I sistemi denominati Lavender e The Gospel sono finiti sotto la lente delle sue inchieste proprio per il funzionamento degli algoritmi utilizzati per tracciare abitazioni ed elaborare elenchi di individui da colpire. Questa mole di dati verificati ha costituito l’ossatura tecnica del suo secondo grande progetto cinematografico intitolato NAZA, acronimo militare di Nezek Agavi, espressione traducibile come danno collaterale autorizzato a monte.
| Elemento | Dettaglio dell’inchiesta |
|---|---|
| Opere cinematografiche chiave | No Other Land (vincitore Oscar) e NAZA |
| Co-regia dell’ultimo lavoro | Rachel Szor |
| Produzione esecutiva e partner | Jonathan Glazer, James Wilson e The Guardian |
| Fonti militari coinvolte | 24 tra analisti, funzionari e soldati dell’intelligence |
| Distribuzione sul territorio italiano | I Wonder Pictures nelle sale cinematografiche |
Il trionfo a Venezia e le controversie internazionali
Presentato come unico documentario in concorso per il Leone d’Oro all’83ma Mostra di Venezia presieduta da Maggie Gyllenhaal, l’ultimo lavoro firmato con Rachel Szor è stato accolto in Sala Grande da ben venticinque minuti ininterrotti di standing ovation. Il film raccoglie le testimonianze confidenziali di ventiquattro operatori dell’intelligence israeliana, filmati clandestinamente di notte sui tetti di Tel Aviv per garantirne la totale sicurezza.
L’impatto della pellicola ha generato immediate reazioni ufficiali: le Forze di Difesa israeliane hanno diramato una nota per respingere i contenuti delle testimonianze definendole non verificabili. Il direttore della rassegna veneziana, Alberto Barbera, ha difeso pubblicamente la programmazione in gara dell’opera, ribadendo che escluderla avrebbe rappresentato un atto inaccettabile di censura preventiva.
«Onestamente, non è facile stare qui. Si sta facendo di tutto per non guardare la realtà. Raccontiamo verità documentate e note fin dal primo giorno. Negare un crimine è ciò che ne favorisce la persistenza.»
Nel ritirare il riconoscimento sul palco lagunare, l’autore ha dedicato parole sentite al tributo pagato dai cronisti locali, ricordando gli oltre duecento giornalisti palestinesi rimasti uccisi durante le operazioni militari. L’inchiesta non punta solo sulle confessioni parlate, ma evidenzia il peso etico e psicologico di chi ha operato all’interno di un meccanismo burocratico spietato.
«Continuo a credere che i nazisti fossero il male, ma allora io cosa sono?»

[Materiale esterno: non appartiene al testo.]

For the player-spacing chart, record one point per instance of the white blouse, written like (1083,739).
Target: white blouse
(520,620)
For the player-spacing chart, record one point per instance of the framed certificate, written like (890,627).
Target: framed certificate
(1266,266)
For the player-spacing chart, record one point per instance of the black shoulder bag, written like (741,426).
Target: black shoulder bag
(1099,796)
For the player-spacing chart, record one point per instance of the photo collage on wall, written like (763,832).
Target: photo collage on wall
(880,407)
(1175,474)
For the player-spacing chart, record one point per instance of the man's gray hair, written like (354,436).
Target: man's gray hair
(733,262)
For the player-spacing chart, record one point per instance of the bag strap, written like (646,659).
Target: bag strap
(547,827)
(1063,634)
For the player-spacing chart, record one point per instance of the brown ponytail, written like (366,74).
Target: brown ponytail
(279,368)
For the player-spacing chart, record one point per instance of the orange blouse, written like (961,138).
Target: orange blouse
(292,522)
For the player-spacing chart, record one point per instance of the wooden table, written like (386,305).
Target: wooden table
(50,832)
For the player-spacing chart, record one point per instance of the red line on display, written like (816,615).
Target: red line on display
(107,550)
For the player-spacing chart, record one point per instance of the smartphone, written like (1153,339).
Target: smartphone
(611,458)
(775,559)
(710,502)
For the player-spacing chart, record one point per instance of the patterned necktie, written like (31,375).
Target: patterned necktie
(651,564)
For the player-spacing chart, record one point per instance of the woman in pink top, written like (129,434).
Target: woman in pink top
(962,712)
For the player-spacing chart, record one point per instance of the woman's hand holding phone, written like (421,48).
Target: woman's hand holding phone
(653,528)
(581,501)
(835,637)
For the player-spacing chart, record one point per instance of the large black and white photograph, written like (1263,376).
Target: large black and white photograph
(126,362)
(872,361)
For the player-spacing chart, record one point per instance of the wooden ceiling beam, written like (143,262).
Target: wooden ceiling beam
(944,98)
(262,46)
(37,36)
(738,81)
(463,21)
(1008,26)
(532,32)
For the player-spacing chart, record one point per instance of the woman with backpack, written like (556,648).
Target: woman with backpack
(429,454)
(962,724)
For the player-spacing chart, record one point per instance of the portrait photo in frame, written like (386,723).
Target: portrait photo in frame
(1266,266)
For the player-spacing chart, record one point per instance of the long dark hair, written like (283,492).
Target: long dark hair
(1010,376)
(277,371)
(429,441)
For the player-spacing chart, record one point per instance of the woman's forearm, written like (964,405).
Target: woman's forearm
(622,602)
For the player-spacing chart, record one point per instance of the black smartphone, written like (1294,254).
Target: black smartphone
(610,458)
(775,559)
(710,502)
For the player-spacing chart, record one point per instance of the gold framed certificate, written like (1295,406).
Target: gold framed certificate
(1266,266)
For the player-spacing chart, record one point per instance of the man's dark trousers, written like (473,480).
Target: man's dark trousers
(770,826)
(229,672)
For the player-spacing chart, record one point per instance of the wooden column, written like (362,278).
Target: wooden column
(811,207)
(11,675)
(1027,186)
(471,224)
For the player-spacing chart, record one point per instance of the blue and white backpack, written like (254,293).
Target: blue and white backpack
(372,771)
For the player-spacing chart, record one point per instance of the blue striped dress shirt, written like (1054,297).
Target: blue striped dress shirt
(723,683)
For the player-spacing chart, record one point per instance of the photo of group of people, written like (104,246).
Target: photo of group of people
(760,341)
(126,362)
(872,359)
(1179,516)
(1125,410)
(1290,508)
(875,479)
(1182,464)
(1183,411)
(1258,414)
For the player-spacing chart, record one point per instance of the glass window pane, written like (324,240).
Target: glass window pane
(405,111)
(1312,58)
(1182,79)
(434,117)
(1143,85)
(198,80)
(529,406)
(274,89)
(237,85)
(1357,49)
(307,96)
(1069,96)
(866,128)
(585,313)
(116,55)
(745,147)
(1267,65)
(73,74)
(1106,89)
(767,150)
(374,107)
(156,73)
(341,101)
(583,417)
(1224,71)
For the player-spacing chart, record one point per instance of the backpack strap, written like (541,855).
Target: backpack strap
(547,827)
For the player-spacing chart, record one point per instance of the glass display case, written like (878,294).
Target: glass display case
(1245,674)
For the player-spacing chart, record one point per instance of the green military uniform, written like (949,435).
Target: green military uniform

L’approccio metodologico e l’arrivo nelle sale
Il rigore che caratterizza la carriera di Yuval Abraham emerge chiaramente dal metodo di verifica adottato durante tre anni di riprese segrete:
- Verifica incrociata delle fonti: contatto e analisi preliminare di un numero ben superiore ai 24 militari poi apparsi nel montaggio definitivo.
- Rilievo sul campo e anonimato: riprese notturne e set clandestini per proteggere l’incolumità degli intervistati ancora in servizio attivo.
- Collaborazione investigativa transnazionale: integrazione tra reportage sul campo e inchieste condotte per testate d’impatto globale con professionisti come Harry Davies e Lindsay Poulton.
Per il pubblico italiano, l’opera premiata al Lido approda nei cinema grazie a I Wonder Pictures il 28, 29 e 30 settembre con una formula di evento speciale in tre giornate esclusive, con numerose sale che hanno già avviato le prevendite.
✨ Il cinema documentario di inchiesta si conferma uno strumento potente per comprendere i conflitti attuali al di là della propaganda ufficiale.